CPA Reciprocity is complicated in a way that each state has different rules, and the rules keep changing. Before we get into the details, let’s take a look at the history and the recent development to streamline the CPA reciprocity rules:
CPA Reciprocity: Why the Need
As you may aware, the CPA license is granted by individual State Board of Accountancy in the US. Because of this legacy issue, CPAs often encounter difficulties when it comes to cross-border practice, i.e. providing public accounting service to their clients across jurisdictions.
In order to cater the out-of-state CPAs and accounting firms, each state had its own rules, regulations and requirements to allow these professionals to provide services in that state. This created a patchwork system that was inefficient and difficult to understand.
CPA Reciprocity: The Solution
To streamline the process and reduce additional licensing fees, the AICPA and NASBA have been promoting a “uniform CPA exam requirements”: All states are deemed equal and thus the license granted are considered the same throughout the United States.
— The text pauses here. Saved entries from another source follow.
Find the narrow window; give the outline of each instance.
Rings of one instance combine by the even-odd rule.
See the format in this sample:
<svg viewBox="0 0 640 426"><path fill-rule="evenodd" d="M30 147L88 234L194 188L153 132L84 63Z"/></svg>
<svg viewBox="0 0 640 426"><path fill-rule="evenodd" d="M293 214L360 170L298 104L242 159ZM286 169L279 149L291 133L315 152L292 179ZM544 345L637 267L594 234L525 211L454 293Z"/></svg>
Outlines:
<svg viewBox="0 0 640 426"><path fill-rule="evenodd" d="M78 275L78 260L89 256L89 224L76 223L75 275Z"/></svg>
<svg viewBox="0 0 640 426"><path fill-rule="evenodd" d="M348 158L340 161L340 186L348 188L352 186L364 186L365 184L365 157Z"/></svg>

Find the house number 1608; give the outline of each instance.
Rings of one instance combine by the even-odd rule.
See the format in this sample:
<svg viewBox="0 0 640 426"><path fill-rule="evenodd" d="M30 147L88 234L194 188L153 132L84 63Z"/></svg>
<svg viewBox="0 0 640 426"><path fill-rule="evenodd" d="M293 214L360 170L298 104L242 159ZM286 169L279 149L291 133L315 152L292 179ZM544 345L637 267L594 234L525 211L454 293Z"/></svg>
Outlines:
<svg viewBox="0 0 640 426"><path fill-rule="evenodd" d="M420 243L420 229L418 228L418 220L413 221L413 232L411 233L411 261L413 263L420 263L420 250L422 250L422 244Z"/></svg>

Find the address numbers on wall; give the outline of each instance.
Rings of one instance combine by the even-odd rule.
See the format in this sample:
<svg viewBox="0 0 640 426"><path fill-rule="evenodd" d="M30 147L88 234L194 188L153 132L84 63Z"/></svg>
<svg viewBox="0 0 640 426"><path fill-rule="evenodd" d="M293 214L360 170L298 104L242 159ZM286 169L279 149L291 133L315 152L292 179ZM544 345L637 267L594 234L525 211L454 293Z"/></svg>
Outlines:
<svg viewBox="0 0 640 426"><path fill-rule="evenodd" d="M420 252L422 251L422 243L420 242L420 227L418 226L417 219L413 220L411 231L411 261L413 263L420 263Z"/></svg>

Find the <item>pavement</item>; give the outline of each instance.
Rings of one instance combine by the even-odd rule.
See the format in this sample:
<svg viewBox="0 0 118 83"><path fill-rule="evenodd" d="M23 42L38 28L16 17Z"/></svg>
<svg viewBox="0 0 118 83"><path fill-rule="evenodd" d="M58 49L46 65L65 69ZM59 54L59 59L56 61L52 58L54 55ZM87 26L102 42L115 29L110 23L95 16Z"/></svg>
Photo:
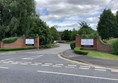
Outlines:
<svg viewBox="0 0 118 83"><path fill-rule="evenodd" d="M70 60L83 62L86 64L92 64L92 65L118 69L117 60L98 59L98 58L93 58L86 55L79 55L79 54L75 54L74 51L71 49L64 51L61 56Z"/></svg>
<svg viewBox="0 0 118 83"><path fill-rule="evenodd" d="M117 69L68 61L60 53L69 45L59 45L0 53L0 83L118 83Z"/></svg>

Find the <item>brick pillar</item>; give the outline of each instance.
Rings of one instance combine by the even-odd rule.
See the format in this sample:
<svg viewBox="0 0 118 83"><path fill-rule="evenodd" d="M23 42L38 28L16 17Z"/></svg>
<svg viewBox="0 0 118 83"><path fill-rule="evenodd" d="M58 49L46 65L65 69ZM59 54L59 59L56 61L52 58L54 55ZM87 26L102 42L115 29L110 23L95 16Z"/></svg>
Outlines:
<svg viewBox="0 0 118 83"><path fill-rule="evenodd" d="M97 38L94 38L94 45L93 45L94 49L97 49L97 40L98 40Z"/></svg>
<svg viewBox="0 0 118 83"><path fill-rule="evenodd" d="M75 47L81 47L81 38L79 35L76 36Z"/></svg>
<svg viewBox="0 0 118 83"><path fill-rule="evenodd" d="M34 47L39 49L39 37L38 36L34 39Z"/></svg>
<svg viewBox="0 0 118 83"><path fill-rule="evenodd" d="M23 43L22 47L26 47L25 41L26 41L26 37L25 37L25 35L23 35L22 36L22 43Z"/></svg>
<svg viewBox="0 0 118 83"><path fill-rule="evenodd" d="M4 43L0 42L0 48L4 48Z"/></svg>

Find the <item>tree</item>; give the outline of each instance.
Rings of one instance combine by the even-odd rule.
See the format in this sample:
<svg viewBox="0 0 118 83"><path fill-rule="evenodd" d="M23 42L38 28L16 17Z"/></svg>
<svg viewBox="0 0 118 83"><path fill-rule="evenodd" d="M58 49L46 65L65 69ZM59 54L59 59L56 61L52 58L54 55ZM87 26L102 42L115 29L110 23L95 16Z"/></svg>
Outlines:
<svg viewBox="0 0 118 83"><path fill-rule="evenodd" d="M70 38L71 38L71 31L69 31L69 30L65 30L61 35L62 40L70 41Z"/></svg>
<svg viewBox="0 0 118 83"><path fill-rule="evenodd" d="M114 38L118 38L118 11L116 12L116 16L115 16L115 24L114 24Z"/></svg>
<svg viewBox="0 0 118 83"><path fill-rule="evenodd" d="M32 19L33 26L28 33L28 37L35 37L38 34L41 45L50 44L52 42L52 35L47 24L38 17Z"/></svg>
<svg viewBox="0 0 118 83"><path fill-rule="evenodd" d="M114 37L115 17L110 9L104 10L100 15L97 31L102 39Z"/></svg>
<svg viewBox="0 0 118 83"><path fill-rule="evenodd" d="M80 23L80 29L78 31L78 34L81 36L81 37L90 37L91 34L93 34L95 31L87 25L86 22L81 22Z"/></svg>
<svg viewBox="0 0 118 83"><path fill-rule="evenodd" d="M53 40L59 40L60 36L59 36L59 32L56 30L56 28L51 27L50 31L51 31L51 35L53 37Z"/></svg>
<svg viewBox="0 0 118 83"><path fill-rule="evenodd" d="M75 40L75 37L76 37L77 34L78 34L78 31L75 30L75 29L73 29L73 31L71 32L71 38L70 38L70 40L71 41Z"/></svg>

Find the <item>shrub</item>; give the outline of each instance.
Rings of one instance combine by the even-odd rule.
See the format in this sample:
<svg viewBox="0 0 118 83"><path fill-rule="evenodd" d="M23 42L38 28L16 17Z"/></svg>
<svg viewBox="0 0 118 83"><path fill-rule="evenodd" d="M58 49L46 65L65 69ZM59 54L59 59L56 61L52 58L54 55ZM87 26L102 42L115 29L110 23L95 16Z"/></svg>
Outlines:
<svg viewBox="0 0 118 83"><path fill-rule="evenodd" d="M118 39L112 44L112 53L118 55Z"/></svg>
<svg viewBox="0 0 118 83"><path fill-rule="evenodd" d="M75 48L75 42L70 43L70 47L73 50Z"/></svg>
<svg viewBox="0 0 118 83"><path fill-rule="evenodd" d="M18 37L10 37L10 38L5 38L2 40L4 43L12 43L15 42L18 39Z"/></svg>
<svg viewBox="0 0 118 83"><path fill-rule="evenodd" d="M52 45L51 44L46 44L46 45L41 45L40 48L51 48Z"/></svg>
<svg viewBox="0 0 118 83"><path fill-rule="evenodd" d="M81 55L87 55L88 54L88 52L86 52L85 50L80 50L81 48L75 48L74 49L74 52L76 53L76 54L81 54Z"/></svg>
<svg viewBox="0 0 118 83"><path fill-rule="evenodd" d="M17 50L28 50L28 49L34 49L34 47L28 46L24 48L0 48L0 51L17 51Z"/></svg>

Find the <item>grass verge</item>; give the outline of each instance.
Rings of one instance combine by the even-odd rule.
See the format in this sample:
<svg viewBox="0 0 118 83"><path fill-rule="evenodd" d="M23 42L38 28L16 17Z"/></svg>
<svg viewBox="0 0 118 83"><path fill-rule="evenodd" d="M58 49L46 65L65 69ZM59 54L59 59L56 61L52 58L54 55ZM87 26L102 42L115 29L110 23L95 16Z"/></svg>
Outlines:
<svg viewBox="0 0 118 83"><path fill-rule="evenodd" d="M34 46L27 46L24 48L0 48L0 51L18 51L18 50L29 50L34 49Z"/></svg>
<svg viewBox="0 0 118 83"><path fill-rule="evenodd" d="M76 48L76 50L80 50L80 48ZM113 55L110 53L105 53L105 52L99 52L95 50L83 50L88 52L87 56L91 56L94 58L100 58L100 59L108 59L108 60L118 60L118 55Z"/></svg>

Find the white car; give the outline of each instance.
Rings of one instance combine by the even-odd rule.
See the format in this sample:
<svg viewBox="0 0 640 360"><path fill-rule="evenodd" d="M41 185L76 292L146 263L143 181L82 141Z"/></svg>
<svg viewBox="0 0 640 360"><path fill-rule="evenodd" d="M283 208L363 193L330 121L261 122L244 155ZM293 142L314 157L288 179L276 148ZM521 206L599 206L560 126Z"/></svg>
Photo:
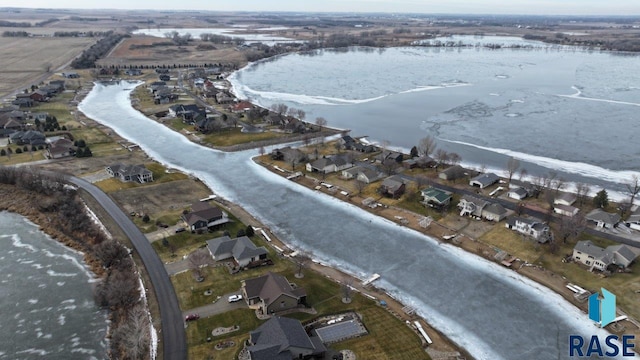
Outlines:
<svg viewBox="0 0 640 360"><path fill-rule="evenodd" d="M230 303L242 300L242 295L231 295L227 299Z"/></svg>

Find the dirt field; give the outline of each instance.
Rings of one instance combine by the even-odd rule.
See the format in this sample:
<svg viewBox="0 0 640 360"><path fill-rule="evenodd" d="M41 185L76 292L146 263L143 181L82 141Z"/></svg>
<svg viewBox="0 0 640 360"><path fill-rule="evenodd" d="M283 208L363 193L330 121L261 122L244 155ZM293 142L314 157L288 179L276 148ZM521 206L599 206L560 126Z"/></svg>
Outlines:
<svg viewBox="0 0 640 360"><path fill-rule="evenodd" d="M199 40L192 41L186 46L131 48L132 45L151 45L163 42L170 42L170 40L144 35L124 39L107 58L98 61L98 64L109 66L233 63L242 66L247 61L241 51L236 51L230 45L216 44L217 50L198 50L198 44L203 43Z"/></svg>
<svg viewBox="0 0 640 360"><path fill-rule="evenodd" d="M51 70L73 60L93 38L15 38L0 37L0 95L26 88Z"/></svg>

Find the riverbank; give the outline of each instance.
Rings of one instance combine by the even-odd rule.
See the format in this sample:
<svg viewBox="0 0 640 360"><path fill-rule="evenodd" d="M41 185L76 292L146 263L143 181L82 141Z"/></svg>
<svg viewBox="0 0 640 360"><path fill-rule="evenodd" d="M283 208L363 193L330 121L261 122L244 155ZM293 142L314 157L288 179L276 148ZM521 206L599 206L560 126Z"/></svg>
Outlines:
<svg viewBox="0 0 640 360"><path fill-rule="evenodd" d="M266 156L260 158L254 158L254 161L260 166L264 167L273 174L280 177L287 178L292 172L285 171L282 166L276 166L270 161L264 161ZM291 181L291 180L290 180ZM583 313L587 313L586 298L578 298L575 293L567 288L567 285L571 282L567 277L559 275L550 271L549 269L538 264L538 261L528 262L526 260L516 259L518 254L506 254L506 257L497 258L496 252L499 252L495 245L490 244L482 240L483 235L492 231L492 229L505 230L503 226L495 224L486 224L485 222L477 222L469 218L463 218L456 215L441 219L440 221L432 220L425 225L425 216L415 213L413 211L391 206L379 204L380 206L371 207L369 202L365 200L365 195L355 195L348 193L347 191L340 191L342 189L332 186L322 186L323 180L313 178L308 174L303 176L296 176L293 178L294 182L304 186L310 190L320 192L324 195L331 196L340 201L355 205L362 210L365 210L376 216L383 217L399 226L407 227L413 231L419 232L423 235L429 236L436 241L446 243L447 245L456 246L473 255L482 257L488 261L495 262L497 264L505 265L502 260L509 259L513 256L513 259L508 262L508 268L514 272L533 280L535 283L540 284L553 292L562 296L566 301L580 309ZM376 201L374 200L373 203ZM366 204L366 205L365 205ZM496 228L498 227L499 228ZM492 233L493 234L493 233ZM523 257L523 259L525 259ZM506 266L506 265L505 265ZM586 269L578 269L578 271L587 272ZM622 275L618 275L622 276ZM589 289L592 291L598 291L599 289ZM618 307L618 315L628 315L627 320L620 321L616 324L609 325L606 330L612 334L632 334L638 339L640 336L640 324L631 315L626 314ZM637 340L636 340L637 341Z"/></svg>

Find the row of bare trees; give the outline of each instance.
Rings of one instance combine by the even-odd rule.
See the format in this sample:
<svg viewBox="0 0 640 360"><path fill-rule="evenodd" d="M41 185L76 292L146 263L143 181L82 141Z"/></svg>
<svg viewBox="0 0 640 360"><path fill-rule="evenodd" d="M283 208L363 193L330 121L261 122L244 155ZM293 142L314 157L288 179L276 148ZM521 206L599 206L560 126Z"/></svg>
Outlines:
<svg viewBox="0 0 640 360"><path fill-rule="evenodd" d="M96 286L95 300L110 311L110 356L144 358L150 349L150 320L129 251L107 238L64 176L28 167L0 167L0 183L33 194L33 207L46 216L45 230L75 245L85 253L88 263L99 265L94 271L102 272L102 281Z"/></svg>

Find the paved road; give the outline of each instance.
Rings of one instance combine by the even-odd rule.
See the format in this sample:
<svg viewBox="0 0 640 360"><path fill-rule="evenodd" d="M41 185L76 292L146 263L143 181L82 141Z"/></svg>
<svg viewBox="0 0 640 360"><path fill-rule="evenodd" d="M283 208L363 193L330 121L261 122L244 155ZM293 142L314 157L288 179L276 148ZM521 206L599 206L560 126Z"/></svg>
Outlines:
<svg viewBox="0 0 640 360"><path fill-rule="evenodd" d="M227 299L231 295L242 295L242 291L238 290L232 293L224 294L217 300L214 297L211 299L211 304L189 309L185 311L183 315L186 316L187 314L198 314L201 318L207 318L213 315L225 313L230 310L247 309L249 307L244 299L233 303L228 302Z"/></svg>
<svg viewBox="0 0 640 360"><path fill-rule="evenodd" d="M151 247L149 240L102 190L88 181L74 176L70 176L69 181L93 196L131 240L149 273L151 284L158 299L164 358L167 360L186 360L187 338L178 298L164 264Z"/></svg>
Specially, the AICPA and NASBA have worked together a “Uniform Accountancy Act” with the following guidance on the CPA exam requirements for each state (known as the “3E”s):
- Fulfill the 150 credit hours of “Education”
- Pass the Uniform CPA “Exam”
- Accumulate at least one year of “Experience”
Most of the states have adopted this rule since 2007.
CPA Reciprocity: Current Status
Only Virgin Islands are NOT considered substantially equivalent.
The following are substantially Equivalent States but an alternative path still exists that allow candidates to get a CPA license without fulfilling the 3 Es above. In other words, these are “borderline” states that are recognized by some but not others in terms of reciprocity:
- California — until January 1, 2014
- Colorado — 2015
- New Hampshire — until July 1, 2014
Case Study: CPA Reciprocity in Illinois
For example, Illinois has adopted the Uniform Accountancy Act. It is obvious that it does not recognize Colorado, Puerto Rico and Virgin Islands, but it doesn’t allow reciprocity to states such as Delaware, New Hampshire and Vermont. California is considered “borderline” and may be approved under certain circumstances.
Implications To CPA Exam Candidates
Please note that if you are picking a state to sit for the exam, please pay attention to the states that have yet to fully comply with the substantial equivalency test. The good news is, these states will eventually be fully recognized once they scrap away the alternative pathways.